Sur le plan économique, les choses vont si mal pour une partie substantielle de la population, que les Nations-Unies, sans attendre, auraient décidé de verser une aide au pays, pour venir au secours de près de 3,5 millions de personnes en situation d’insécurité alimentaire allant de sévère à importante. En termes clairs, il y a 3,5 millions de nos compatriotes qui ne mangent pas à leur faim et certains d’entre eux sont carrément menacés de famine. C’est de cela que l’on parle. Et c’est assez grave pour que l’ONU intervienne sans demander son reste à l’État haïtien qui ne contrôlerait d’ailleurs plus rien et qui n’exercerait quasiment aucune de ses fonctions régaliennes, les plus élémentaires.

Pourtant, ce n’est pas faute d’avoir reçu une transfusion importante de fonds de la part de la diaspora en 2018 qui aurait transféré près de 3 milliards de dollars U.S. (2,9 milliards de dollars selon la Banque de la République d’Haïti).

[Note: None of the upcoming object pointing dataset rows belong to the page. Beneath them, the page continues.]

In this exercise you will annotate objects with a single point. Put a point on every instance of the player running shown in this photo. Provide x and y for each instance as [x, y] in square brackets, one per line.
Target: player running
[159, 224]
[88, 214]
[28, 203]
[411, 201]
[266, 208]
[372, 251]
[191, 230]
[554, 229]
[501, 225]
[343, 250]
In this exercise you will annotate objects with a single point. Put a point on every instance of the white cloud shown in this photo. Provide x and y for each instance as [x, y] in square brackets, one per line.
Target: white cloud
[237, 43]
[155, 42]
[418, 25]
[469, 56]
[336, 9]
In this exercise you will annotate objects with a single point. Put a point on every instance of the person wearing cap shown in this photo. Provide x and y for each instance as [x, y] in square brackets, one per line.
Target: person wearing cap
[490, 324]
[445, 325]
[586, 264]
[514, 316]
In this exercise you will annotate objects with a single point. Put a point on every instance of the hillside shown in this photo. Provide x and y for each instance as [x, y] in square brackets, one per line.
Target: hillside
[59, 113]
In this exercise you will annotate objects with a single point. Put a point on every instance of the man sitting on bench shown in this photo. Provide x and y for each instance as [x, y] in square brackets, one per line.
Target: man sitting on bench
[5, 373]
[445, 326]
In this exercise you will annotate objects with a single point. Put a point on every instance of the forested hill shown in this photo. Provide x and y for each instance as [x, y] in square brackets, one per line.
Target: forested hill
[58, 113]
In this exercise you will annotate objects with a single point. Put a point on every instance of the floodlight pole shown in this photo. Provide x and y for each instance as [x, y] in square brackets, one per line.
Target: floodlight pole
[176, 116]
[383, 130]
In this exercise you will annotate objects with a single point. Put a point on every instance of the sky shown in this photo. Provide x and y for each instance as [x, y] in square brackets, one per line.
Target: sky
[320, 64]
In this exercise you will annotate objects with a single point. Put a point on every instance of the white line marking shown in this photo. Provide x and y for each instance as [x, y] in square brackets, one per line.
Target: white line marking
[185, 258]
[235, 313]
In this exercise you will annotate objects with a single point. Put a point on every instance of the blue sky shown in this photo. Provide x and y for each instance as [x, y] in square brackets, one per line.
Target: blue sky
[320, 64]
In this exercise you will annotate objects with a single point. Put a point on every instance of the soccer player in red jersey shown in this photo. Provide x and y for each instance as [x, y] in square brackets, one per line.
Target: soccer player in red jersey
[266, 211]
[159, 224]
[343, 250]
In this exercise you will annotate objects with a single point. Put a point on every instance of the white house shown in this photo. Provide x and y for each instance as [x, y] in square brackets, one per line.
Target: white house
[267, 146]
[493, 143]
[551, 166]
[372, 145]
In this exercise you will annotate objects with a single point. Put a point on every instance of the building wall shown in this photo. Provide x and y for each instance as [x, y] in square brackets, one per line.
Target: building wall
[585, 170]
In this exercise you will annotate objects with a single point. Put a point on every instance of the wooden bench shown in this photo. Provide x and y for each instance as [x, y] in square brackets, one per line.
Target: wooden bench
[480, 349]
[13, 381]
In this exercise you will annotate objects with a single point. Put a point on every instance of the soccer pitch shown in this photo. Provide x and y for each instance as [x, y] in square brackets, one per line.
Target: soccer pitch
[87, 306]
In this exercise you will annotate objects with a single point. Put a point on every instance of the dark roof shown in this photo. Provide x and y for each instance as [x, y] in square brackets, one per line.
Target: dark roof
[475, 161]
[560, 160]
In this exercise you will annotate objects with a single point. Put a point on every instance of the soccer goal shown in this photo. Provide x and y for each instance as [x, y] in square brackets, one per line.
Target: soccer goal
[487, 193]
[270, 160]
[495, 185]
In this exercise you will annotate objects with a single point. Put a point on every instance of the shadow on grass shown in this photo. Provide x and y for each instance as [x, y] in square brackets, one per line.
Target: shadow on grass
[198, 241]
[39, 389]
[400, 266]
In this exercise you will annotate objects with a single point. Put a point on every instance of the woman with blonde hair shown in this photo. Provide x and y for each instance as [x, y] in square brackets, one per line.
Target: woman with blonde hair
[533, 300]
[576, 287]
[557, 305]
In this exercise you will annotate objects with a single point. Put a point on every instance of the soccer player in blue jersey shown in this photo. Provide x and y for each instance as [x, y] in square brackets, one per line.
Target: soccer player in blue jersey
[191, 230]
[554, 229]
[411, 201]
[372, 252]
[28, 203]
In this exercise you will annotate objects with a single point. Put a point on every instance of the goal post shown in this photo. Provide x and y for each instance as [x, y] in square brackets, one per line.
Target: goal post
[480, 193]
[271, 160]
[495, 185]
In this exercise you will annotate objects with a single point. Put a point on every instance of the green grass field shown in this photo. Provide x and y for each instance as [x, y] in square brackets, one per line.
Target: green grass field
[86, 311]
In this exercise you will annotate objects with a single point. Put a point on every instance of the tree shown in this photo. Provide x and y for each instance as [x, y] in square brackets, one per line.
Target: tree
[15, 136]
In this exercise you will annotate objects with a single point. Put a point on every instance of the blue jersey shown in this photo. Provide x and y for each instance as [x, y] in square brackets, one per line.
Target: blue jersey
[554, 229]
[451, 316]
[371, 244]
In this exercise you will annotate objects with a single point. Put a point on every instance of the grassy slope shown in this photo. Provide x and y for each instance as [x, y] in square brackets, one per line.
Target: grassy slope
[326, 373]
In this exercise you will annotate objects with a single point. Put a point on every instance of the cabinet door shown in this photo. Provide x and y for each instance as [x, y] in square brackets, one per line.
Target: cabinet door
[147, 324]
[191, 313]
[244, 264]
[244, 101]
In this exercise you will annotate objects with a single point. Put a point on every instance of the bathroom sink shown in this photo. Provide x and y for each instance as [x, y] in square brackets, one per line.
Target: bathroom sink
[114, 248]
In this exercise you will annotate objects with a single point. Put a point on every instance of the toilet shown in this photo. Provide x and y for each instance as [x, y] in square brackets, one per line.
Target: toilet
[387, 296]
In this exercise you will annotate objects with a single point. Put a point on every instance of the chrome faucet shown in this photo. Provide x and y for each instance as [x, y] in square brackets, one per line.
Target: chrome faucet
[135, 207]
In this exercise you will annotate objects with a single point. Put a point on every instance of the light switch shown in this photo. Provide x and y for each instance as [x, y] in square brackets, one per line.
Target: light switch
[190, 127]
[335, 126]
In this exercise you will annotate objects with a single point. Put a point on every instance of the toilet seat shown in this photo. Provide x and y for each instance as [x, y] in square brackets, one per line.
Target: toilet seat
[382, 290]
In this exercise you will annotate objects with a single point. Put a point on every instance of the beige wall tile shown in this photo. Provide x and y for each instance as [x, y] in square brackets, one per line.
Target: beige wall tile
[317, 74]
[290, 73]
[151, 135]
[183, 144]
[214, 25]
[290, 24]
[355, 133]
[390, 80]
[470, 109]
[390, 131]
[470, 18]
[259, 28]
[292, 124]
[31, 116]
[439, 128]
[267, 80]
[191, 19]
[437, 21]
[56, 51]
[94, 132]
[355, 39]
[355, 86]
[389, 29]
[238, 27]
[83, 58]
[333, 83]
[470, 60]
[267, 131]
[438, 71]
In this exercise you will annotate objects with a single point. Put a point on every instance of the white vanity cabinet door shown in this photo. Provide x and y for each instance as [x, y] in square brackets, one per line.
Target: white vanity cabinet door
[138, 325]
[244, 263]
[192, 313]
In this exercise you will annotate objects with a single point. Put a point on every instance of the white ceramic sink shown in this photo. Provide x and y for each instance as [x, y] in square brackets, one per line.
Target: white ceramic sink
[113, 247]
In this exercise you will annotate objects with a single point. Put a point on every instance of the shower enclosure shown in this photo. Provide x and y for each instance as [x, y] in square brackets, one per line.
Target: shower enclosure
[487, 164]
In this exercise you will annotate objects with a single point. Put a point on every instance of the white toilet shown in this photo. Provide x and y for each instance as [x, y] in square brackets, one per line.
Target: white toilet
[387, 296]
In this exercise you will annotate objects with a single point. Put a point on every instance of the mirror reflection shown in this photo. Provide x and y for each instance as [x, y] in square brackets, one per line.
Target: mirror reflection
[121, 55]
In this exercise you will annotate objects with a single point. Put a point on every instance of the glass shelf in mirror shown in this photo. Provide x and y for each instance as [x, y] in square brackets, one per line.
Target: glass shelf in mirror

Ces transferts dépassent le budget national et auraient même augmenté de 9% en un an, malgré tous les déboires du pays, malgré tous les affres auxquels sont soumis les membres de cette diaspora en visite à leur terre natale.

Sur le plan administratif, c’est le capharnaüm total. Le Président, après mures réflexions et de longues consultations, est revenu à son idée première. Il a choisi le ministre de la Communication et de la Culture de l’actuel gouvernement, récemment sanctionné et renvoyé par un vote de la Chambre des Députés. À sa face même, il paraît évident au commun des mortels qu’une telle décision du Président est hasardeuse. Tous les membres de ce gouvernement étant solidairement assujettis à cette sanction parlementaire, il paraît clair que M. Lapin ne devrait pas être éligible comme Premier Ministre nommé. Mais le Président n’en a cure. À moins que M. Lapin ne soit lancé dans cette arène comme un premier appât, un sacrifié pour le prochain Premier Ministre nommé. Le Premier Ministre par intérim aurait simplement pavé la voie à sa ratification au Parlement. Toujours à ce chapitre, on constate une confusion des genres qui stupéfie les observateurs. Le FMI voulait discuter de la difficulté de procéder au déblocage des fonds prévus au prêt de 229 millions de dollars octroyés à Haïti et, devinez qui se pointe pour en discuter? Entre autres, M. Gary Bodeau, député de son état actuel. Tout Président de la Chambre basse qu’il soit, je ne vois pas à quel titre il se présenterait à une assemblée réservée aux décideurs du palier exécutif. Il est vrai qu’il est un allié sûr et important du Pouvoir. Néanmoins, sa dévolution de responsabilité demeure encore le contrôle de l’Exécutif et le vote des lois, pas la prise des décisions à la place de ce dernier, ni les dispositions à prendre pour assurer les versements de ce prêt.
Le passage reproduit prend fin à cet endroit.